Solved: Load multiple csv file using NOCONCATENATE after l... - Qlik Community

Anonymous · ‎2017-12-04

I'm trying to load all csv files from a folder and after that I want to use NoConcatenate.

I need this to do the JOIN after load another csv file from a folder.

The steps that I want to do:

1. Load csv files in a table. After loading I want to use NoCocatenate. If I use it before the script will load each separably. So, I need to load all files and after that I want to add NoConcatenate line?

2. Load other csv files. Also here I want to load all files and then use NoConcatenate line to avoid concatenation with the first one

3. After that I want to do a join of these 2 tables.

Any help? I tried also to load the table again using NoConcatenate and dropping the old one but the problem is still not resolved.

this is the script that I used to load all files from the first folder:

// First folder

for each file in filelist('lib://IMPORT_CSV\*.csv')

[join_ImportError_files]:

load

"timestamp",

timestamp as ts_import_join,

"day" as day_join,

"time" as time_join,

"hour" as hour_join,

requestor_lab,

production_lab,

last_timestamp,

id_log,

request_number as request_number_join,

request_number as request_number_import,

sample_number as sample_number_join,

universal_test_id

from [$(file)]

(txt, codepage is 28591, embedded labels, delimiter is ',', msq);

next file;

[join_ImportError]:

NoConcatenate

LOAD

"timestamp",

ts_import_join,

day_join,

time_join,

hour_join,

requestor_lab,

production_lab,

last_timestamp,

id_log,

request_number_join,

request_number_import,

sample_number_join,

universal_test_id

Resident join_ImportError_files;

DROP TABLE [join_ImportError_files]

[join_ImportError_filter_unique]:

inner keep

LOAD

request_number_join,

MAX(timestamp) as ts_import_join,

MAX(day_join) as day_join,

MAX(time_join) as time_join,

MAX(hour_join) as hour_join,

sample_number_join

resident join_ImportError

Group By request_number_join, sample_number_join;

drop table join_ImportError_filter_unique;

// The second folder (DB)

for each file in filelist('lib://DB_CSV\*.csv')
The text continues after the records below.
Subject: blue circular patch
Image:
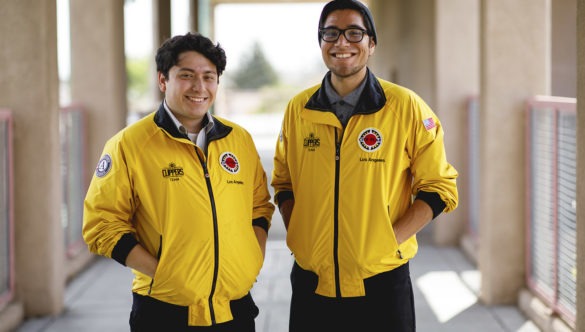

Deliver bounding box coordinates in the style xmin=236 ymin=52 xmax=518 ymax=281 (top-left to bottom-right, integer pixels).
xmin=95 ymin=154 xmax=112 ymax=178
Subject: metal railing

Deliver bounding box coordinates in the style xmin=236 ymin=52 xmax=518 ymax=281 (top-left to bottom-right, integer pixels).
xmin=59 ymin=106 xmax=87 ymax=257
xmin=0 ymin=109 xmax=14 ymax=310
xmin=526 ymin=97 xmax=577 ymax=325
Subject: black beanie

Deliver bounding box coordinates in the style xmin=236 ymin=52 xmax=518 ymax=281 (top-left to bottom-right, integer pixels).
xmin=318 ymin=0 xmax=378 ymax=44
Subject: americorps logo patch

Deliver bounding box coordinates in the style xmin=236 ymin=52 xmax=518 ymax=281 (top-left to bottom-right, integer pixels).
xmin=358 ymin=128 xmax=382 ymax=152
xmin=219 ymin=152 xmax=240 ymax=174
xmin=95 ymin=154 xmax=112 ymax=178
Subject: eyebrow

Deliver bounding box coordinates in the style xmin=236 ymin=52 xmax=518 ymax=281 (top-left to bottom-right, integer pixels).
xmin=179 ymin=67 xmax=217 ymax=75
xmin=322 ymin=24 xmax=368 ymax=30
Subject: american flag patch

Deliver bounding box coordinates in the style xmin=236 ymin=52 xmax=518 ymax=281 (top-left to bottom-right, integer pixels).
xmin=423 ymin=118 xmax=435 ymax=130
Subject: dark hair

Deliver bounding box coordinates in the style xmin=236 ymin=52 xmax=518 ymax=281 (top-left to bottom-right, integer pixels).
xmin=319 ymin=0 xmax=378 ymax=45
xmin=155 ymin=32 xmax=226 ymax=78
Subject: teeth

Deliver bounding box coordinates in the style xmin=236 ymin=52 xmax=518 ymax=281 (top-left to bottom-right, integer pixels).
xmin=187 ymin=97 xmax=205 ymax=103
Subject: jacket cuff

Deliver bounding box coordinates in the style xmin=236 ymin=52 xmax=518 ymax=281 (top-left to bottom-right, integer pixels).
xmin=416 ymin=191 xmax=447 ymax=219
xmin=112 ymin=233 xmax=138 ymax=266
xmin=252 ymin=217 xmax=268 ymax=234
xmin=275 ymin=191 xmax=295 ymax=207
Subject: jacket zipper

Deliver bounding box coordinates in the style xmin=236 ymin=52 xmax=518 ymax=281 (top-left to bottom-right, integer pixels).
xmin=148 ymin=235 xmax=162 ymax=295
xmin=195 ymin=147 xmax=219 ymax=325
xmin=333 ymin=129 xmax=343 ymax=298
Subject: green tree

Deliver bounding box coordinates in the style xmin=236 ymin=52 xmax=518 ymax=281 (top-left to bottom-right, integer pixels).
xmin=232 ymin=41 xmax=278 ymax=90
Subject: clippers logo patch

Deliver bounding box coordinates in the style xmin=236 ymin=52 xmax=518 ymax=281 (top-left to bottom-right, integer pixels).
xmin=358 ymin=128 xmax=382 ymax=152
xmin=95 ymin=154 xmax=112 ymax=178
xmin=219 ymin=152 xmax=240 ymax=174
xmin=162 ymin=163 xmax=185 ymax=181
xmin=423 ymin=118 xmax=436 ymax=130
xmin=303 ymin=133 xmax=321 ymax=151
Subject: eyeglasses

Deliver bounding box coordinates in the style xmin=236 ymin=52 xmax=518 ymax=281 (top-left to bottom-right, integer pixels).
xmin=319 ymin=28 xmax=368 ymax=43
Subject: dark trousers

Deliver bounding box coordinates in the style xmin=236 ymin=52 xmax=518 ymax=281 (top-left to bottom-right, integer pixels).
xmin=130 ymin=293 xmax=258 ymax=332
xmin=289 ymin=262 xmax=416 ymax=332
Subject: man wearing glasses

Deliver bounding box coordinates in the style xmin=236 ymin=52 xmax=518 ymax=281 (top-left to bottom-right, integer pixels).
xmin=272 ymin=0 xmax=458 ymax=332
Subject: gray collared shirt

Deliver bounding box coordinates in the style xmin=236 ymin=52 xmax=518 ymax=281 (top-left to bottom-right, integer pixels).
xmin=163 ymin=100 xmax=215 ymax=153
xmin=323 ymin=75 xmax=366 ymax=127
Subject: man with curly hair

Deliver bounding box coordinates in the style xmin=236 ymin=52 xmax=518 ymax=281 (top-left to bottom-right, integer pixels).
xmin=83 ymin=33 xmax=274 ymax=332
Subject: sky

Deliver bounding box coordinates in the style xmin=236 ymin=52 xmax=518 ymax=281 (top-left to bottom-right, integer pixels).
xmin=57 ymin=0 xmax=325 ymax=80
xmin=125 ymin=0 xmax=325 ymax=72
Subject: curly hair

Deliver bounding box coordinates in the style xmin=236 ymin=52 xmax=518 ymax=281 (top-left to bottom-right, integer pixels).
xmin=155 ymin=32 xmax=226 ymax=78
[join_DB_SnapWroklistSample_files]:

// NoConcatenate

LOAD

SAMPLECODE as sample_number_join,

SAMPLECODE2,

REQUESTCODE as request_number_join,

REQUESTCODE as request_number_db,

TIMEVALIDATED,

TIMERESULT,

DATETIMEREQ,

DATETIMEREQ_TS,

REQ_DATE,

REQ_HOUR,

TIMESAMPLEIN,

TIMESAMPLEIN_TS as ts_db_join,

SAMPLEIN_DATE,

SAMPLEIN_HOUR

from [$(file)]

(txt, codepage is 28591, embedded labels, delimiter is ',', msq);

[join_DB_SnapWroklistSample]:

NoConcatenate

LOAD

sample_number_join,

SAMPLECODE2,

request_number_join,

request_number_db,

TIMEVALIDATED,

TIMERESULT,

DATETIMEREQ,

DATETIMEREQ_TS,

REQ_DATE,

REQ_HOUR,

TIMESAMPLEIN,

ts_db_join,

SAMPLEIN_DATE,

SAMPLEIN_HOUR

Resident join_DB_SnapWroklistSample_files;

DROP TABLE [join_DB_SnapWroklistSample_files];

[join_SnapWroklistSample_filter_unique]:

inner keep

LOAD

sample_number_join,

request_number_join,

MIN(ts_db_join) as ts_db_join

resident join_DB_SnapWroklistSample

Group By request_number_join, sample_number_join;

drop table join_SnapWroklistSample_filter_unique;

[join_DB_Import]:

NoConcatenate

Load request_number_join, sample_number_join, ts_import_join, day_join, time_join, hour_join

resident [join_ImportError];

join

Load request_number_join, sample_number_join, ts_db_join

resident [join_DB_SnapWroklistSample];

[join_DB_Import2]: //add_diff_field

NoConcatenate

LOAD request_number_join, sample_number_join, ts_import_join, day_join, time_join, hour_join,

ts_db_join , Num#(Interval(ts_db_join-ts_import_join,'S'),'0.0') as diff3

RESIDENT [join_DB_Import];

DROP TABLE [join_ImportError];

DROP TABLE [join_DB_SnapWroklistSample];

DROP TABLE [join_DB_Import];

Anonymous · ‎2017-12-05

I resolved the problem. This is the solution.

The steps are the same :

1. Load all csv files in a table (without NoConcatenate: we can not use it because if we use it, the script will generate one table for each file). After that load again the table using NoConcatenate. Then, drop the first table (withour NoConcatenate).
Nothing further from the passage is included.